US stocks rose on Wednesday, with the S&P 500 closing above 3000 for the first time since 5 March as the further easing of lockdowns lifted optimism for an economic recovery.

Bank stocks powered the day’s advance, with the S&P 500 financial index leading gains among major sectors. The index rose nearly 10 per cent over the past two sessions for its biggest two-day increase since 8-9 April.

Shares of JPMorgan Chase & Co were the leading gainer in the financial index, rising 5.8 per cent as the stock surged for a second day in a row. The bank’s chief executive, Jamie Dimon, said Tuesday he expects JPMorgan will boost its credit reserves again in the second quarter, but said there are signs the economy is regaining its footing.

Continued easing of lockdowns, optimism about an eventual COVID-19 vaccine and massive US stimulus have been driving the market’s recent gains. On Wednesday, Walt Disney Co announced plans to begin reopening its Walt Disney World resort in Florida, the world’s largest theme park, in phases beginning 11 July, and MGM Resorts said it would reopen its four Las Vegas casinos on 4 June.
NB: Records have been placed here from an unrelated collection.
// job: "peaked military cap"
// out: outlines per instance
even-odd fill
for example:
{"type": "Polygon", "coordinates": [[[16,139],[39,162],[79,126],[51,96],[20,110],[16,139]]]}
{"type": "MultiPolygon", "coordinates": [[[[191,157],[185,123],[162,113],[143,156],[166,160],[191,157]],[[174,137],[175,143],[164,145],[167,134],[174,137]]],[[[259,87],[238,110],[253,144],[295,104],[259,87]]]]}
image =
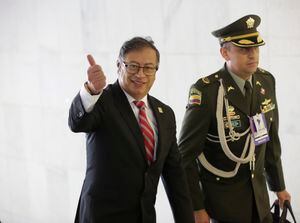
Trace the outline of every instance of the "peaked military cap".
{"type": "Polygon", "coordinates": [[[232,42],[239,47],[262,46],[265,42],[256,30],[259,24],[259,16],[246,15],[228,26],[213,31],[212,34],[219,38],[221,45],[232,42]]]}

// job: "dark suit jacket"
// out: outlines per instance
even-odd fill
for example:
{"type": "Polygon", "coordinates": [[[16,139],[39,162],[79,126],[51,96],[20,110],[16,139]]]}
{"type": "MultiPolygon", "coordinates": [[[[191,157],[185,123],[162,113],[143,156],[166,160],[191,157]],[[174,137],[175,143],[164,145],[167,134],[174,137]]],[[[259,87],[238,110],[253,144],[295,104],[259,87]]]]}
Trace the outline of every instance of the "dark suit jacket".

Tech-related shares underperformed the broader market on Wednesday after leading the recent rally.

The Dow Jones Industrial Average rose 553.16 points, or 2.21 per cent, to 25,548.27, the S&P 500 gained 44.36 points, or 1.48 per cent, to 3,036.13, and the Nasdaq Composite added 72.14 points, or 0.77 per cent, to 9,412.36.

Amid the recent gains, US tensions with China have cast a cloud on markets.

President Donald Trump said Tuesday that Washington would announce its response to China’s planned national security legislation on Hong Kong before the end of the week.

Secretary of State Mike Pompeo said Wednesday that Hong Kong no longer warrants special treatment under US law as it did when it was under British rule, potentially a big blow to its status as a major financial hub.

Also on Wednesday, the Federal Reserve’s Beige Book report showed that US businesses continued to be hammered by the effects of the novel coronavirus epidemic into the middle of May.